If a majority of a country's assets, industries, or bussinesses are owned by nobles/an aristocracy and run for-profit then yeah that fits within the definition of capitalism I already gave. If there's government intervention but only on behalf of the aristocracy than really that just shows how unrestricted capitalism leads to a system in which private owners become in-effect the government. the private owners were (and in many places still are) the government.
The unregulated economy lead to a position in which the government was beholden to private owners. It's a perfect of why laissez-faire doesn't work.Your description meets the definition of capitalism but it doesn't meet the definition of laissez-faire. Laissez-faire specifies a form of capitalism in which regulation is minimized.
I'd also very much question if Tsarist Russia was a situation caused by laissez-faire. As I've heard it, Russia (along with most of the pre-Enlightenment world) ran a "moral economy" which consisted of heavy regulation of prices and production done according to tradition.
There's also some big differences between pure property owners under contract and nobility. For one, the feudal lord's "contract" basically extends to anybody born to his peasants, which is not an actual contract in any sense of a voluntary agreement but more of a "social contract" (ie., bullshit that society makes up to pretend that coercive systems are not coercive).

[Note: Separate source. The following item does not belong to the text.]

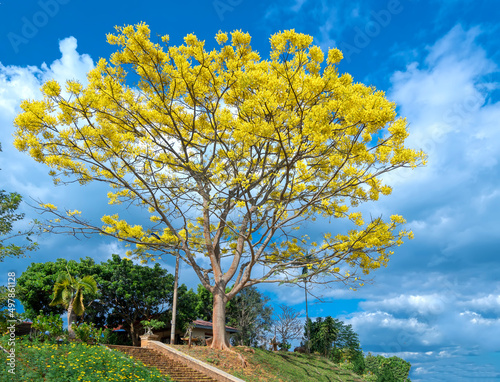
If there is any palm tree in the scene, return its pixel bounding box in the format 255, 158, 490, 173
50, 272, 97, 338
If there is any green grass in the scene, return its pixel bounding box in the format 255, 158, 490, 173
0, 338, 170, 382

Your insistence that the Russian state was a product of or example of laissez-faire specifically just feels bizarre. Your definition would basically make anything and everything short of complete public control laissez-faire.
But you haven't provided any evidence their economy was regulated in order to stop monopolization or the privatization of large swathes of industry.But you haven't provided ANY evidence that their economy was UNREGULATED.
But you haven't provided any evidence their economy was regulated in order to stop monopolization or the privatization of large swathes of industry.
unregulated economy -> monopolies form -> monopolies and their private owners gain sway over the government -> the private owners become in effect the government -> they can pass regulation in order to keep their monopolies
That is clearly the fault of having an unregulated economy in the first place.